The study of visual attention provides an example. If your attention is drawn to a flower in a field, it may be because the color or shape of the flower are visually salient. The information that caused you to attend to the flower came to you in a bottom-up fashion—your attention was not contingent upon knowledge of the flower; the outside stimulus was sufficient on its own. Contrast this situation with one in which you are looking for a flower. You have a representation of what you are looking for. When you see the object you are looking for, it is salient. This is an example of the use of top-down information.

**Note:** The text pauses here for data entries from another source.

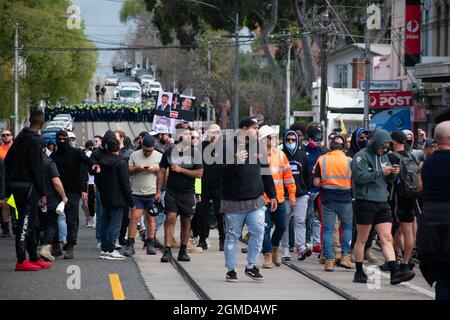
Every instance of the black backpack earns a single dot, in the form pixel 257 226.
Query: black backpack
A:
pixel 406 184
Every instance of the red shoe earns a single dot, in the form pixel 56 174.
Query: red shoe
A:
pixel 41 263
pixel 27 265
pixel 317 248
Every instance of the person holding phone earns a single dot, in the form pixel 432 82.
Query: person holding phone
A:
pixel 143 168
pixel 371 173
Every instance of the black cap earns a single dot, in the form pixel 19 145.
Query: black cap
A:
pixel 62 133
pixel 314 133
pixel 429 142
pixel 398 136
pixel 247 122
pixel 148 142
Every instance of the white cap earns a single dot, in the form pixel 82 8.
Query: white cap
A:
pixel 265 131
pixel 161 128
pixel 71 135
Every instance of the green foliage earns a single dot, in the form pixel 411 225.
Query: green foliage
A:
pixel 49 74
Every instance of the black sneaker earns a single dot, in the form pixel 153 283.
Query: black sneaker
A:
pixel 167 256
pixel 231 276
pixel 254 273
pixel 305 253
pixel 400 276
pixel 183 256
pixel 150 246
pixel 203 245
pixel 360 277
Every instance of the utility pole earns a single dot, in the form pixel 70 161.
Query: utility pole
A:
pixel 323 75
pixel 236 72
pixel 208 107
pixel 16 81
pixel 367 72
pixel 288 87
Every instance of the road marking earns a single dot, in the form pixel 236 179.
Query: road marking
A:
pixel 116 287
pixel 421 290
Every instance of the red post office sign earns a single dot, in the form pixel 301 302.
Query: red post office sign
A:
pixel 392 99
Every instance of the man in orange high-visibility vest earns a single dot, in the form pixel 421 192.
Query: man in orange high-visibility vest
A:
pixel 282 177
pixel 332 173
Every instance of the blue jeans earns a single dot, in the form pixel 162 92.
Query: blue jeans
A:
pixel 312 222
pixel 234 223
pixel 62 227
pixel 345 213
pixel 279 217
pixel 99 214
pixel 111 223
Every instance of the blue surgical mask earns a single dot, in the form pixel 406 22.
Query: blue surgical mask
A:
pixel 290 146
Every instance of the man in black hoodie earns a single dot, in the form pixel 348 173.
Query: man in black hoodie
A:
pixel 244 183
pixel 298 161
pixel 69 161
pixel 115 191
pixel 25 179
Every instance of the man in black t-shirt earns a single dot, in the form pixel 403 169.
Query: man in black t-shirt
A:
pixel 184 164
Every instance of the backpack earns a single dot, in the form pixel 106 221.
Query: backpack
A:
pixel 406 184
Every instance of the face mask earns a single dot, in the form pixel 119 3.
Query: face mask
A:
pixel 312 144
pixel 63 145
pixel 290 146
pixel 336 146
pixel 362 144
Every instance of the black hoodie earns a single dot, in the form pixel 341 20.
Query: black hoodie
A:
pixel 354 146
pixel 114 182
pixel 23 162
pixel 298 161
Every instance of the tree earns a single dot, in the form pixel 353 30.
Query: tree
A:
pixel 49 74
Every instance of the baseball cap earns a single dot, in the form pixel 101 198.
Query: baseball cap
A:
pixel 148 142
pixel 247 122
pixel 161 128
pixel 398 136
pixel 429 142
pixel 265 131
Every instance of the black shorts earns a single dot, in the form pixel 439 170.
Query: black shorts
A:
pixel 181 203
pixel 372 213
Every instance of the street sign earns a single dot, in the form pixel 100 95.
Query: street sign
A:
pixel 305 113
pixel 381 85
pixel 393 99
pixel 419 113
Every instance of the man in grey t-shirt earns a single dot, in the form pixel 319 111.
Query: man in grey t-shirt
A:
pixel 143 167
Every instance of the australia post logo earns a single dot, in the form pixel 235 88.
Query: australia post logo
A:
pixel 392 99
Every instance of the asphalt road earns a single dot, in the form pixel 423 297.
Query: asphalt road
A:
pixel 52 284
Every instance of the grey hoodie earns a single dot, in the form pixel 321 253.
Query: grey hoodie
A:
pixel 369 182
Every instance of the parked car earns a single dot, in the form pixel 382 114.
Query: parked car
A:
pixel 112 81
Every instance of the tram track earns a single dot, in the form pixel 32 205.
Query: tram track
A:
pixel 195 287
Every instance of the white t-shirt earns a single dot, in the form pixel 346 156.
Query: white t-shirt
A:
pixel 144 184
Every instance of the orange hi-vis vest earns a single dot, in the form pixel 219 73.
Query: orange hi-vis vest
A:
pixel 282 175
pixel 335 170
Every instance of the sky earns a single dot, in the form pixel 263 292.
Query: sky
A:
pixel 101 18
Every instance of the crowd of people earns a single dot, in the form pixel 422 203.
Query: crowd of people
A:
pixel 294 193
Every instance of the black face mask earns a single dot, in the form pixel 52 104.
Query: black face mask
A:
pixel 63 145
pixel 336 146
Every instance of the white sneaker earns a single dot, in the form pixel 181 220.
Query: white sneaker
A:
pixel 115 255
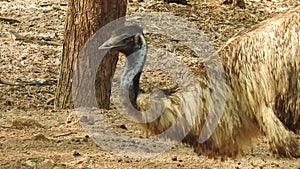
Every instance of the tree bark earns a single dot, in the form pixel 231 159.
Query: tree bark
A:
pixel 84 18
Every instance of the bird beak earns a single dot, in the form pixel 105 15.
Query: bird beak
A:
pixel 113 42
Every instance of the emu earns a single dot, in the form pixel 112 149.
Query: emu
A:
pixel 259 76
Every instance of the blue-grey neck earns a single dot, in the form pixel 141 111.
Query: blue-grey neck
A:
pixel 131 76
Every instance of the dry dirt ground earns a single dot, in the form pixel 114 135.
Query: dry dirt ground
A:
pixel 34 135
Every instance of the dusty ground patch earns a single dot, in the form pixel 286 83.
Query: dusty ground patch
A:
pixel 33 135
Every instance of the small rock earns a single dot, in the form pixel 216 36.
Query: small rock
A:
pixel 122 126
pixel 39 136
pixel 174 158
pixel 76 153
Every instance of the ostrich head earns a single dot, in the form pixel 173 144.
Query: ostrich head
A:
pixel 127 40
pixel 130 41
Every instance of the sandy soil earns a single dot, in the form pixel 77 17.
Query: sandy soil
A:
pixel 34 135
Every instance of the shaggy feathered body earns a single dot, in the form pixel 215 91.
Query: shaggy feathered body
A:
pixel 262 66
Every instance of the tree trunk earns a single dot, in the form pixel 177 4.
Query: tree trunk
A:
pixel 84 18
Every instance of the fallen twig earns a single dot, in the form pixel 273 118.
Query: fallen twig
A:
pixel 34 82
pixel 31 39
pixel 11 20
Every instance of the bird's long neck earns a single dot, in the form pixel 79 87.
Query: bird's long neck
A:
pixel 132 73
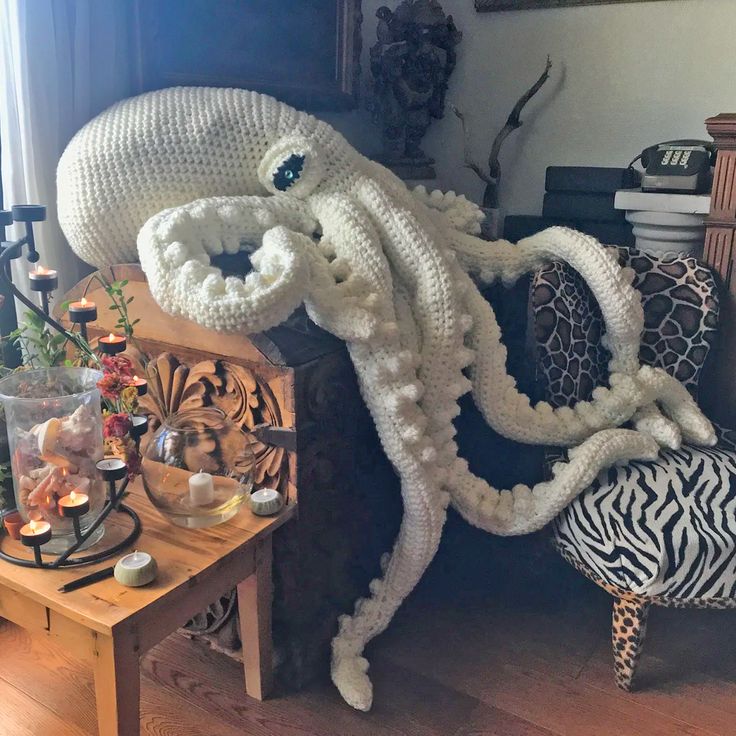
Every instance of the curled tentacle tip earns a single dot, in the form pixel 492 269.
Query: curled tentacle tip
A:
pixel 371 301
pixel 350 678
pixel 412 391
pixel 385 559
pixel 389 329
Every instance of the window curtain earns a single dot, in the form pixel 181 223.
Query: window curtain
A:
pixel 61 62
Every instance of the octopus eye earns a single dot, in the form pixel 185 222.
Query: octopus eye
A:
pixel 293 165
pixel 288 172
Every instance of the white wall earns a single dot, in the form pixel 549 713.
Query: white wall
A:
pixel 624 77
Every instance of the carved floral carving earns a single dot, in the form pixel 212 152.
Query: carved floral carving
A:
pixel 239 392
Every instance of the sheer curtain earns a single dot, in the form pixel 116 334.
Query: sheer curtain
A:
pixel 61 62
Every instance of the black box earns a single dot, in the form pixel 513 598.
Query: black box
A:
pixel 516 227
pixel 574 206
pixel 590 179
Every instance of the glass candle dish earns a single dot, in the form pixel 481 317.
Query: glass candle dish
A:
pixel 198 468
pixel 54 422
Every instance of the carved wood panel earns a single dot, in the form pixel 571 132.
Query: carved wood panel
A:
pixel 238 391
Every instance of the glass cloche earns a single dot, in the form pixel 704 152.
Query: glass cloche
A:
pixel 198 468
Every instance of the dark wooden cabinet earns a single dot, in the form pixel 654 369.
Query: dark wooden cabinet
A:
pixel 295 387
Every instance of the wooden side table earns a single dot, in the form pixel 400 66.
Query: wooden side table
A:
pixel 112 626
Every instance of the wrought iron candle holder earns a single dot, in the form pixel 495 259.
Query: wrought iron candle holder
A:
pixel 35 534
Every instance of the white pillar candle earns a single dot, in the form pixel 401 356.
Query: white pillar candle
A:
pixel 201 489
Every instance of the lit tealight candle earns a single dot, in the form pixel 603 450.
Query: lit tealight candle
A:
pixel 139 425
pixel 112 344
pixel 35 533
pixel 43 279
pixel 136 569
pixel 75 504
pixel 82 311
pixel 141 385
pixel 201 489
pixel 112 468
pixel 266 501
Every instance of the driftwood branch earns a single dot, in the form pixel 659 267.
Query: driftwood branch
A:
pixel 467 159
pixel 514 121
pixel 492 176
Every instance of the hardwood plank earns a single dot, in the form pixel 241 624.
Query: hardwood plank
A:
pixel 406 704
pixel 24 716
pixel 489 721
pixel 47 674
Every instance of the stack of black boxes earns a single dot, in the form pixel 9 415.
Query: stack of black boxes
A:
pixel 580 197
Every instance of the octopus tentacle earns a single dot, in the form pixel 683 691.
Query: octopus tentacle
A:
pixel 458 212
pixel 522 509
pixel 176 245
pixel 619 301
pixel 509 411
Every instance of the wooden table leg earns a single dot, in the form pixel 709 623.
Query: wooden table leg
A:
pixel 255 596
pixel 117 686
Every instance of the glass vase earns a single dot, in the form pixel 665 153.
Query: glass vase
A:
pixel 198 468
pixel 54 425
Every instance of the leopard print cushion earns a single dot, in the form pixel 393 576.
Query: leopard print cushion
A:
pixel 680 301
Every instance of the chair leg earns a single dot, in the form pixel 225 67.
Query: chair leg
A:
pixel 628 631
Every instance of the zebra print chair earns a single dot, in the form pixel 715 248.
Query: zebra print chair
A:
pixel 661 532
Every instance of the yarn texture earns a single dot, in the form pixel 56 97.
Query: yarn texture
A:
pixel 189 173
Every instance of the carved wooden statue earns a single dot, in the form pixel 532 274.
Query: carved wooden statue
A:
pixel 411 64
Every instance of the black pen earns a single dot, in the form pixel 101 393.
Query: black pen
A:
pixel 94 577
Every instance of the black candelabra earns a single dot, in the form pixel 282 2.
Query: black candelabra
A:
pixel 113 471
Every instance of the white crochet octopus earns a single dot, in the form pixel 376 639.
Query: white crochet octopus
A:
pixel 195 172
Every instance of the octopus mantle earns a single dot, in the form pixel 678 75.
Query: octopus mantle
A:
pixel 190 173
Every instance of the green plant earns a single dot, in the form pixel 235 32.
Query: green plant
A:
pixel 40 347
pixel 120 302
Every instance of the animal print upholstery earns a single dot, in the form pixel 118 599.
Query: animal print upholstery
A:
pixel 680 301
pixel 660 533
pixel 664 529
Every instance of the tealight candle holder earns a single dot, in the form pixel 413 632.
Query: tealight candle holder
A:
pixel 83 505
pixel 81 313
pixel 139 426
pixel 266 502
pixel 112 470
pixel 136 569
pixel 44 281
pixel 112 344
pixel 141 385
pixel 73 507
pixel 35 534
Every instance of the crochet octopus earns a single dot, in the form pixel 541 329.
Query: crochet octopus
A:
pixel 189 173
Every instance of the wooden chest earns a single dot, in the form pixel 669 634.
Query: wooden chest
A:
pixel 294 386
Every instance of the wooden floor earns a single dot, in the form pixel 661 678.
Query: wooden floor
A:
pixel 501 639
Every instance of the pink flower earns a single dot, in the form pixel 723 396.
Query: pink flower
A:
pixel 116 425
pixel 120 365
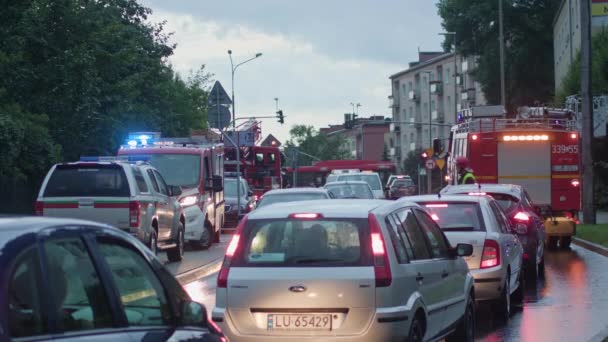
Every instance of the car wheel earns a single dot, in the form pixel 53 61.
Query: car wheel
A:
pixel 177 253
pixel 504 303
pixel 565 242
pixel 466 328
pixel 552 242
pixel 153 242
pixel 416 333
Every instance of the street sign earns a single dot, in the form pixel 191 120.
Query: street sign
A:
pixel 440 163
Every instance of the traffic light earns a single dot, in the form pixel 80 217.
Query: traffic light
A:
pixel 280 117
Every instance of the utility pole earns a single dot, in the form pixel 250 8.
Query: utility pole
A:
pixel 587 108
pixel 501 38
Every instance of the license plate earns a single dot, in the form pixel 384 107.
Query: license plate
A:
pixel 299 322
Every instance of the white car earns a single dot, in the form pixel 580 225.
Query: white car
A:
pixel 496 263
pixel 372 178
pixel 345 270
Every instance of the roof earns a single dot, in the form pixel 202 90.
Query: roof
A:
pixel 327 208
pixel 511 189
pixel 422 65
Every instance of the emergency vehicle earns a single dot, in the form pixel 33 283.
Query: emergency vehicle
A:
pixel 196 164
pixel 259 165
pixel 539 149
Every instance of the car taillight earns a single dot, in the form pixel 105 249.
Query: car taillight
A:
pixel 39 208
pixel 134 207
pixel 222 277
pixel 491 254
pixel 382 267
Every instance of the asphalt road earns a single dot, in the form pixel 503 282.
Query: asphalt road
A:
pixel 570 304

In cognitive terms, two thinking approaches are distinguished. "Top-down" (or "big chunk") is stereotypically the visionary, or the person who sees the larger picture and overview. Such people focus on the big picture and from that derive the details to support it. "Bottom-up" (or "small chunk") cognition is akin to focusing on the detail primarily, rather than the landscape. The expression "seeing the wood for the trees" references the two styles of cognition.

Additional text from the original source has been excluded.